India’s Dipa Karmakar, who has flat feet, is the lone Indian gymnast in the 31st Olympic Games and has now advanced to the individual vault final in the artistic gymnastics. Karmakar became the first Indian gymnast to enter the final on her debut at the quadrennial multi-discipline games when she finished eighth in the qualifying round. She is also the first Indian woman gymnast to win a medal at the Commonwealth Games.
The 22-year-old gymnast from Tripura began her training at the age of six in a ramshackle gymnasium using makeshift equipment fashioned out of discarded scooter parts and crash mats. Dipa was introduced to the move by her two coaches just three months before the Glasgow Commonwealth Games in 2014.
As quoted by the Hindustan Times, Dipa Karmakar’s coach, Bishweshwar Nandi said, “We have to take this risk because we are not a strong nation when it comes to gymnastics. Dipa attempts Produnova because it can get her bigger points and a chance to enter the finals of tournaments. It is a risk that we have to take. We will not change her vault. Her first mark was 15.06 but it has to come to a standing position.”

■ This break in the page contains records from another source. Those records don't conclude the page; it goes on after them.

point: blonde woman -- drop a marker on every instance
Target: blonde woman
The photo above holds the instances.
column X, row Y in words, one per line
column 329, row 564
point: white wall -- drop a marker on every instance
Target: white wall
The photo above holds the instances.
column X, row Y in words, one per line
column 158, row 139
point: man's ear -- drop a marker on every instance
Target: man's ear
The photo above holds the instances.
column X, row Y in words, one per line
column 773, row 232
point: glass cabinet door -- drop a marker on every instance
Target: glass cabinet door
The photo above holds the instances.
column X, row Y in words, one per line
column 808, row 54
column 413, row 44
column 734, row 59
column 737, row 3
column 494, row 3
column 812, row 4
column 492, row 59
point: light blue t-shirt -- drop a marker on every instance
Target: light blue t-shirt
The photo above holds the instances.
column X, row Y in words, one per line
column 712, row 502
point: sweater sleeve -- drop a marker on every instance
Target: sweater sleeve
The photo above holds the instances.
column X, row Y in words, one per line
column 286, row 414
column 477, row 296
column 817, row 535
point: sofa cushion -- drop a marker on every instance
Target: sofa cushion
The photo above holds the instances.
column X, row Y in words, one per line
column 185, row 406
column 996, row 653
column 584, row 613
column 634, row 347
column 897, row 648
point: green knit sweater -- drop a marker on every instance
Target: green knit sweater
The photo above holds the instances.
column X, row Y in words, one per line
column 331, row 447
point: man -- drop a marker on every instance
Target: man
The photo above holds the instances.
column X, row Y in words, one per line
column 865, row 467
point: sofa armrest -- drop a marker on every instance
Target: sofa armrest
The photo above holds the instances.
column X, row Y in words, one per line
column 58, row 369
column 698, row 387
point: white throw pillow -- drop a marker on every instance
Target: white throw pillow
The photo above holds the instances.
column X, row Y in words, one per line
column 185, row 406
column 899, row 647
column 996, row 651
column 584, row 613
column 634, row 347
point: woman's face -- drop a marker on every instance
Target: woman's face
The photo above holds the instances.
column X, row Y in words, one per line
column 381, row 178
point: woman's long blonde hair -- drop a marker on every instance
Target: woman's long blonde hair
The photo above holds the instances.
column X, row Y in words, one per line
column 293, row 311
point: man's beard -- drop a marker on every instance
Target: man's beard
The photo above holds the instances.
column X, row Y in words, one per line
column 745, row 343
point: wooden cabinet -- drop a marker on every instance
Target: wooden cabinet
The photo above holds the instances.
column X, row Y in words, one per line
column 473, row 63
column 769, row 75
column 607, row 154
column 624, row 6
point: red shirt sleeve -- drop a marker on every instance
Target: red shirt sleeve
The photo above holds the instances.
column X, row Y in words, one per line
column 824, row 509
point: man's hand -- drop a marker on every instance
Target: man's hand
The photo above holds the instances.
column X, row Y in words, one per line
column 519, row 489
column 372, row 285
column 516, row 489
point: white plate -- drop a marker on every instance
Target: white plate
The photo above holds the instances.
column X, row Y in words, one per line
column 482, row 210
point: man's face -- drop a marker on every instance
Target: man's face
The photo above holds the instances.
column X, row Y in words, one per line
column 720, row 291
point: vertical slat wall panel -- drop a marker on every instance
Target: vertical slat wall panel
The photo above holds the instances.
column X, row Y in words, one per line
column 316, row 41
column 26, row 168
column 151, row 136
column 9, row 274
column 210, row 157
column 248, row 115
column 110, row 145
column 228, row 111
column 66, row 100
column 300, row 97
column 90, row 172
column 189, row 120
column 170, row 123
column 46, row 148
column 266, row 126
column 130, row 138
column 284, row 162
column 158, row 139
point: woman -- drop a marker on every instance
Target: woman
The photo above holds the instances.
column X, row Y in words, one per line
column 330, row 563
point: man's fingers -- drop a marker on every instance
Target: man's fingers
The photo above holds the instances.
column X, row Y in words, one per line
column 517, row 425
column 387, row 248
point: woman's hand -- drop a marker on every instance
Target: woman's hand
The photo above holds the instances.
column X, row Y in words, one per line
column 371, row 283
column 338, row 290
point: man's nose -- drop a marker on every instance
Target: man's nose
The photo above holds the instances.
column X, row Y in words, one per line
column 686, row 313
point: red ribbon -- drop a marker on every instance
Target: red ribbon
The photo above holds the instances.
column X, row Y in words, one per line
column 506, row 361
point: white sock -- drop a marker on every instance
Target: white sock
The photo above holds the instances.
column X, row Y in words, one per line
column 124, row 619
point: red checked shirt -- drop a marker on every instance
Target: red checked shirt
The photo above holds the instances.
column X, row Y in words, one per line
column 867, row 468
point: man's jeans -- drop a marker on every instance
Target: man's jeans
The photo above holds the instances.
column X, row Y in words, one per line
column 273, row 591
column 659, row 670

He later added, “Our sport in general is very dangerous. I have seen people falling down from horizontal bars and Roman Rings and die. So Produnova is as safe or dangerous like any other routine of our game.
The young Indian gymnast looked confident and said that she had pulled it off 1,000 times in the past three months alone. She even mentioned that the Rio vault is the easiest one for her. In an earlier report, as quoted by DNA, Dipa said “There can be death if you land on the neck, there’s death if you go down headlong. It is risky, I know. But to win something, I always knew I had to take a risk.”